Then probably best to complete the trail -

Part 2 is here. Bargaining Council behind with hearings.
Part 3 is here. Company wants to take further legal action against me.
Part 4 is here. Arbitration hearing without Employer being present.
Part 5 is here. Reinstatement what now.
Part 6 is here. Certified CCMA Enforcement Order.

And then there's this thread.

----------


## HR Solutions

Yep ....... and nothing is clearer.  I stick to my comments.

Laura - any of these companies that you worked for in Edenvale by any chance ?

----------


## adrianh

> What you don't realise, is that there is a group of diabolical people out there who get into these managerial positions, seem very likeable and charming at face value (because this is how they draw their prey in), who can not accept defeat, even when they are wrong, and have this attitude of winning by any means, legal or not. I have personally experienced this, and am very close to someone who right now is going through an issue like this. At some point in their lives, they have to be introduced to humility. The way they treat and carry on with less fortunate people around them is really disgraceful, and if not challenged, will continue to think they are the masters and using the notion that sane minded people will walk away, because the hassle is too much. The reason they achieved these positions is because people walked away, if at a very early stage they were challenged, then they would not be where they are today, carrying on as if they are the chosen one. This relates to how they treat staff, suppliers and anyone who crosses their path. They usually focus on one person, and make their life hell. They maintain employees simply because the employees need a job and will take all the nonsense thrown at them. These diabolical people have a knack of identifying the ones in need and exploit them.

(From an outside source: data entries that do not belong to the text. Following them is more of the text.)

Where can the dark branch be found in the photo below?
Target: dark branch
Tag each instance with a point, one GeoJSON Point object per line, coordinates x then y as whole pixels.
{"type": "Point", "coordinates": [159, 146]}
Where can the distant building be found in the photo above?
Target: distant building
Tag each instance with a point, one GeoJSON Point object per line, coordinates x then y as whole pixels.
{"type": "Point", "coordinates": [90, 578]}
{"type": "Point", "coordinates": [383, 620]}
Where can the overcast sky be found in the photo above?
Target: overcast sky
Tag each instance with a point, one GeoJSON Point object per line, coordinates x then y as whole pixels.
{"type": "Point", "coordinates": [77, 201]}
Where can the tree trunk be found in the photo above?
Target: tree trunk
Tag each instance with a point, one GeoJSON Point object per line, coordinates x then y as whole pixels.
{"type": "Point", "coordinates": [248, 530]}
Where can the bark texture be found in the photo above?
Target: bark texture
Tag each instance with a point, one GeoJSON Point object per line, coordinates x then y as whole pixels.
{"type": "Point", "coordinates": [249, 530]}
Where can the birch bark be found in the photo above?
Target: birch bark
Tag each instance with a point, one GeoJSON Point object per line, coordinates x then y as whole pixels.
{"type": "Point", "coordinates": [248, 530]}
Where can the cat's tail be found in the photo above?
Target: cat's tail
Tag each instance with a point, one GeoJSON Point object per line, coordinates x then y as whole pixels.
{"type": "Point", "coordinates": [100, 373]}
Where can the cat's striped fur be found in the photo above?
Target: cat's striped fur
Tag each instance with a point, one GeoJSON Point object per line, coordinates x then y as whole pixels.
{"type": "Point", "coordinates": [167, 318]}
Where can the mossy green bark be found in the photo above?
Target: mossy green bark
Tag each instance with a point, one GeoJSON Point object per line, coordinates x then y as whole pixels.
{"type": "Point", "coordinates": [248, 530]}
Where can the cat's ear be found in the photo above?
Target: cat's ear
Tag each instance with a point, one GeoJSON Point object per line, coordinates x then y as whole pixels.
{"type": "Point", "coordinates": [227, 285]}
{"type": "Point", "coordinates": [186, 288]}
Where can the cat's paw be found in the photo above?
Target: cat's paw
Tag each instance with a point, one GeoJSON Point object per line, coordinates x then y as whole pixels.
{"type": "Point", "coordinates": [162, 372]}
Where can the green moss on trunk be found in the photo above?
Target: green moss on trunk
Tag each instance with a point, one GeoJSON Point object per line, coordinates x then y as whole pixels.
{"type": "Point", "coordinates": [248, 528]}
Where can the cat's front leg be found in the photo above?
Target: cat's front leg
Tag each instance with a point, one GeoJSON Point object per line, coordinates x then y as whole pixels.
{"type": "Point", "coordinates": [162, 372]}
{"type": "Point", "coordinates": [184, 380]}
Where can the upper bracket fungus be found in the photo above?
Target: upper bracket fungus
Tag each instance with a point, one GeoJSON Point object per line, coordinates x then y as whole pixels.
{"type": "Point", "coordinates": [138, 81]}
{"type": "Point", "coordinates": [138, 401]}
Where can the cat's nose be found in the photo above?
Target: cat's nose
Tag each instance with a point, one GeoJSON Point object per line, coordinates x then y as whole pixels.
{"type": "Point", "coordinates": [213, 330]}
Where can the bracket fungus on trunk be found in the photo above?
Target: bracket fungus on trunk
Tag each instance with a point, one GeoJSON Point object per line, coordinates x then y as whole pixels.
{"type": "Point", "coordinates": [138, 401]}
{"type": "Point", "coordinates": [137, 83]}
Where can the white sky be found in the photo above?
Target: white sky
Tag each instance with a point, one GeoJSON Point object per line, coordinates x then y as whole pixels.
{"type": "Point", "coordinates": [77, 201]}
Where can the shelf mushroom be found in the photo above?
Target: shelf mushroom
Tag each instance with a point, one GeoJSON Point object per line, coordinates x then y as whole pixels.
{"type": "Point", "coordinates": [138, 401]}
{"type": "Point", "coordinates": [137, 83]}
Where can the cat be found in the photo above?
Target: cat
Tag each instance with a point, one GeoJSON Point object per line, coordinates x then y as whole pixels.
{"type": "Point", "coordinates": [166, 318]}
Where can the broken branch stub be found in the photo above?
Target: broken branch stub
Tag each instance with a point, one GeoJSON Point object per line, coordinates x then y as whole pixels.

I agree with you. Look, I can see this thing from various angles
1: It is often best to accept defeat, cut your losses and move on (That is what I would do if I was the MD) You win some, lose some, draw some and simply pull out of some adventures.
2: I am a 100% full blown sociopath and I would f*ck with his life till kingdom comes just for the hell of bringing him down to size. There are hundreds of ways to get even and I must admit that I have done so in the past (years after I got screwed over) The notion of "Revenge is a dish best served cold" is very true; there is a lot of fun to be had in seeing a person like that squirm. The trick is to keep your mouth shut and to give a knowing nod as he waddles by...


Words to live by....

----------


## Laura7

Hi there,  Thank you for giving me your opinion, appreciated.

An update, the sheriff returned to the company and they refused to pay the balance, so he took their goods, and realizing that they would lose, paid the full amount.  Now this case is over, and I will receive my award shortly.  It has been a year of hell.
The arbitration for the other case will happen toward the end of this month and I do believe it will be in my favor.
As for the criminal charges, nothing has happened yet, but I will seek legal advise and get this resolved.

----------